Negoisasi perdagangan: dari GATT Hingga WTO
Adam Smith dan David Ricardo → menekankan pada pentingnya mekanisme pasar yang tidak di
intervensi oleh pihak manapun, termasuk negara.
Dibawah kepemimpinan AS sebagai kekuatan hegemonis, rezim perdagangan
internasional kembali digiring kearah liberalisme ekonomi.
Tarif mulai diatur didalam GATT (General
Agreement on Tariffs and Trade) yang mulai dioperasikan sejak januari
1948 dengan seretariatnya di Jenewa.
Maksudnya → forum
perundingan untuk meminimalisir hambatan-hambatan perdagangan (tarif maupun
nontarif) agar perdagangan dunia bisa lebih semarak.
Liberal → merupakan
sebuah justifikasi institusional bagi pemberlakuan prinsip perdagangan bebas
diseluruh dunia.
Tujuan utama GATT → untuk menciptakan kelancaran perdagangan antar bangsa
dengan cara penurunan tarif impor secara gradual.
Naskah asli perjanjian GATT sesungguhnya terdiri dari tiga bagian:
- memfokuskan pada pemberlakuan prinsip nondiskriminasi atau dikenal engan istilah most favoured nation (MFN) yang mewajibkan negara-negara anggota untuk mereduksi tarif impornya bagi semua pihak secara nondiskriminatif.
- mengatur tentang prinsip non-tarif bariers (NTBs) yang mewajibkan anggota untuk sedapat mungkin mengeliminasi hambatan-hambatan nontarif seperti sistem lisensi impor, subsidi, pajak antidumping, dan sebagainya.
- memuat tentang prosedur pengaturan perdagangan termasuk mekanisme penyelesaian konflik perdagangan.
Beberapa kelemahan GATT menurut John Jackson yaitu:
- Pemberlakuan ketentuan-ketentuan di dalam GATT hanya bersifat provisional, yakni tidak mengandung efek hukum yang berarti, sehingga sangat rentan terhadap pelanggaran.
- Ambiguitas dalam mendefinisikan ”kekuasaan” negara-negara penandatanganan berbagai perjanjian, sehingga sulit untuk mewajibkan anggota lain agar mematuhi perjanjian-perjanjian tertentu dimana mereka tidak ikut terlibat di dalam proses perumusannya.

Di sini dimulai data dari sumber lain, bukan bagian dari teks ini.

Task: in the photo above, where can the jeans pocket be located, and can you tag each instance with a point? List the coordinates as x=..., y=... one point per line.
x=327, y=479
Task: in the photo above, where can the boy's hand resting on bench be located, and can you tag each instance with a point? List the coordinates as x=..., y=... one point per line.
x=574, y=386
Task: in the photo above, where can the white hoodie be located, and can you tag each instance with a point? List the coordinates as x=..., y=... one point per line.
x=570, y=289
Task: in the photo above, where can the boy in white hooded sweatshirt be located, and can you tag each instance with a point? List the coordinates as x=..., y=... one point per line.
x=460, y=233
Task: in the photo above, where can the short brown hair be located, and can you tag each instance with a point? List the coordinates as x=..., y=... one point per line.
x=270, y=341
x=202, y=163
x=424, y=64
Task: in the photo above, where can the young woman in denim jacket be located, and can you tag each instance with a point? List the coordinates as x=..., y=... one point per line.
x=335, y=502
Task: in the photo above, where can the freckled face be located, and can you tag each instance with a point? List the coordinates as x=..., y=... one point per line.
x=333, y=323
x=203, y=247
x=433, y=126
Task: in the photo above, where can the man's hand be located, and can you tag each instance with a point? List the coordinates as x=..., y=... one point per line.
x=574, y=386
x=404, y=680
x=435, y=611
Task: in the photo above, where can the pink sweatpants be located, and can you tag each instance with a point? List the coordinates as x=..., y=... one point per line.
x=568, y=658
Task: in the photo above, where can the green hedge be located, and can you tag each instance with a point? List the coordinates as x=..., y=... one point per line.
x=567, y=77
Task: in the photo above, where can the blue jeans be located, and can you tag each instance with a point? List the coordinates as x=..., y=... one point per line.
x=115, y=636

- Ketidak jelasan dalam pemberian pengecualia bagi beberapa anggota untuk tidak mematuhi ketentuan tertentu, terutama soal pemberian status MFN (most favoured nation), GSP (Generalied Standard of Preferences), tarif khusus, dan lain-lain.

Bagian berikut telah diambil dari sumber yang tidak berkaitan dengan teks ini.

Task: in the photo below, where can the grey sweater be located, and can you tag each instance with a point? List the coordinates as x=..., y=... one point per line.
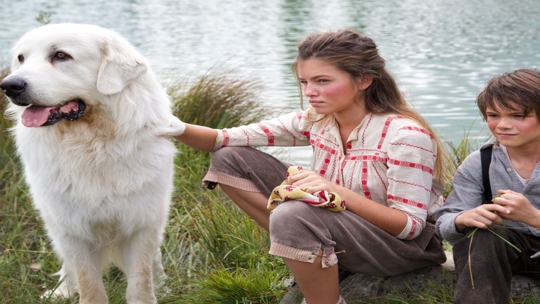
x=468, y=190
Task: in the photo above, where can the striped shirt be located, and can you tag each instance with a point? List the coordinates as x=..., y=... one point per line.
x=387, y=158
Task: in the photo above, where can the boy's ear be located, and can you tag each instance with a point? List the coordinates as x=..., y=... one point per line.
x=363, y=82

- Status legal GATT sendiri yang tidak jelas, apakah sebagai sebuah organisasi, rezim atau sekedar persepakatan sehingga sering menimbulkan salah pengertian dikalangan pejabat negara, media massa, dan bahkan publik secara umum.
- Kelemahan dalam pemberian sanksi terhadap para pelanggar keentuan yang kurang memiliki dasar hukum.
- Tidak adanya struktur kelembagaan yang jelas sehingga efektivitas penanganan berbagai persoalan mendesak menjadi tdak optimal.
Tanggal 1 Januari 1995 WTO (World Trade Organization) berdiri.
Tiga aspek penting dalam penyempurnaan mekanisme pengaturan aktivitas
perdagangan internasional yaitu;
- Peningkatan komitmen negara-negara anggota untuk mendukung beroperasinya sebuah rezim perdagangan internasional.
- Peningkatan kapasitas administatif terutama dalam hal penyelesaian konflik perdagangan antar negara.
- Pemberian wewenang yang lebih besar dalam proses negoisasi pedagangan didalam berbagai forum ekonomi global.
Peraturan-peraturan teknis yang harus dipatuhi agar tercipta stabilitas dan
kelancaran perdagangan internasional yaitu;
- Pengawasan terhadap berbagai hambatan teknis dalam perdagangan.
- Pengaturan sistem lisensi impor.
- Pengaturan sistem penilaian harga barang untuk penetapan tarif bea cukai.
- Peraturan mengenai inspeksi barang sebelum pengapalan.
- Peraturan tentang asal usul suatu barang.
- Pengawasan terhadap TRIMS (Trade-Related Investment Measures).
WTO cenderung memperkuat sistem perdagangan internasional yang terbuka, ada
tiga hal;
- Pertama, para anggota terlibat secara intensif dalam pertukaran informasi, terutama dalam rangka pembuatan berbagai kebijakan perdagangan.
- Kedua, struktur WTO dibuat sedemikian rupa dengan mengacu pada IMF dan Bank Dunia, walaupun tidak persis sama. Tetapi yang lebih penting adalah bahwa kehadiran WTO lebih terintegrasi ke dalam sistem operasi kedua lembaga keuangan internasional.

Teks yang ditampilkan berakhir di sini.